A conventional electromagnetic actuator for opening and closing a valve of an internal combustion engine generally includes "open" and "close" electromagnets which, when energized, produce an electromagnetic force on an armature. The armature is biased by a pair of identical springs arranged in parallel. The armature is coupled with a gas exchange valve of the engine. The armature rests approximately half-way between the open and close electromagnets when the springs are in equilibrium. When the armature is held by a magnetic force in either the closed or opened position (at rest against the open or close electromagnet), potential energy is stored by the springs. If the magnetic force is shut off with the armature in the opened position, the spring's potential energy will be converted to kinetic energy of the moving mass and cause the armature to move towards the close electromagnet. If friction is sufficiently low, the armature can then be caught in the closed position by applying current to the close electromagnet.

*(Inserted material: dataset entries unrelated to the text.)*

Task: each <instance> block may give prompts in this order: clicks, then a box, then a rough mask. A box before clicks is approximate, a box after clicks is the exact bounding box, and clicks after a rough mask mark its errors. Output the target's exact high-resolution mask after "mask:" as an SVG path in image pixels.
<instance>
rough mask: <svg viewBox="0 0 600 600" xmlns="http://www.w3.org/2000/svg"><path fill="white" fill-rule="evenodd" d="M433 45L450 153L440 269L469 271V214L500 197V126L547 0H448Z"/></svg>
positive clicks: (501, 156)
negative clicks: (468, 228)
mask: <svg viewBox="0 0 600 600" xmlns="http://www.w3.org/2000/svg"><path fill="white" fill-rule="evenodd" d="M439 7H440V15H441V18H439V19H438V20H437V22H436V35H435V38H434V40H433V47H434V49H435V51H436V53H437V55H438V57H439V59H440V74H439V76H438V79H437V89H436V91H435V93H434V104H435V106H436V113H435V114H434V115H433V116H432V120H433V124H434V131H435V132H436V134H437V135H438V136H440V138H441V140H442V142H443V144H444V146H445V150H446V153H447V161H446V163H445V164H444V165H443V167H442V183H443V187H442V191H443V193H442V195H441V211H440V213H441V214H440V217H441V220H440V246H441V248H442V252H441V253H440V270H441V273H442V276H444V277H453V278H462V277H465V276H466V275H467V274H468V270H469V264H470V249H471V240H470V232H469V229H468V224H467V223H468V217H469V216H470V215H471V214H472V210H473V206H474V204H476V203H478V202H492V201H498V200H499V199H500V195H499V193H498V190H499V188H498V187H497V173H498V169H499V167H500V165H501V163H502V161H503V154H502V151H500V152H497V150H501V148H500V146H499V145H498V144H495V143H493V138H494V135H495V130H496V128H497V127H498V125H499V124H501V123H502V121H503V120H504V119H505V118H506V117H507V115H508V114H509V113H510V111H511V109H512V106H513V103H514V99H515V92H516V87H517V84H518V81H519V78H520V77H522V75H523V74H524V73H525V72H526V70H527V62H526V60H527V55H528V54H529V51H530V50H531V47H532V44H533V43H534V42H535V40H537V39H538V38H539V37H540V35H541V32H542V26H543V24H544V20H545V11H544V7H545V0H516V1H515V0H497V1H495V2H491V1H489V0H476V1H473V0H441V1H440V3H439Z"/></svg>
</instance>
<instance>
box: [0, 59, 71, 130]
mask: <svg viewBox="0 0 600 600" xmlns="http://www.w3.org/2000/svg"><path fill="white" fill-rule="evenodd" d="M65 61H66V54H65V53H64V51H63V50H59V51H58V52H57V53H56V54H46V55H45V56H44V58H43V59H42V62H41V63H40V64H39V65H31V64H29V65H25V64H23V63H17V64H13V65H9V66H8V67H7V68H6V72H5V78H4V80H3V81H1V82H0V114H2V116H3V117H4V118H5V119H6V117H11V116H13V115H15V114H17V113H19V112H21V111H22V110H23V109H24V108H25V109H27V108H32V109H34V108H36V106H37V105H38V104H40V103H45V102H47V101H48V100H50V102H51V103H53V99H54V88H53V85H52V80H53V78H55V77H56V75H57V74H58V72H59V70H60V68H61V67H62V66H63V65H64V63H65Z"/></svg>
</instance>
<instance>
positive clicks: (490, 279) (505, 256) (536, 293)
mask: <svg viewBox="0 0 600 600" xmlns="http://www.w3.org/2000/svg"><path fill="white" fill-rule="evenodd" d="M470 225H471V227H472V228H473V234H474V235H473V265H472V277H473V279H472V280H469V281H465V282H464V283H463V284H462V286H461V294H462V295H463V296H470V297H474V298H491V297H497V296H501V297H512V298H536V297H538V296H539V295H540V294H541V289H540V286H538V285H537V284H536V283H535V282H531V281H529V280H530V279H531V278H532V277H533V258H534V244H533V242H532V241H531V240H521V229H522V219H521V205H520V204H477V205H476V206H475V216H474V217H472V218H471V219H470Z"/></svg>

Typically, providing a connection for electrical energy to the actuator is accomplished by using a plastic connector joined directly to a surface of the metal actuator by a high pressure overmolding process. However, this connection is not robust since it is difficult to create a strong joint between the plastic connector and the flat metal surface of the actuator.
Accordingly, a need exists to join a plastic connector to a surface of a metal actuator such that a robust connection is created between the metal actuator and plastic connector.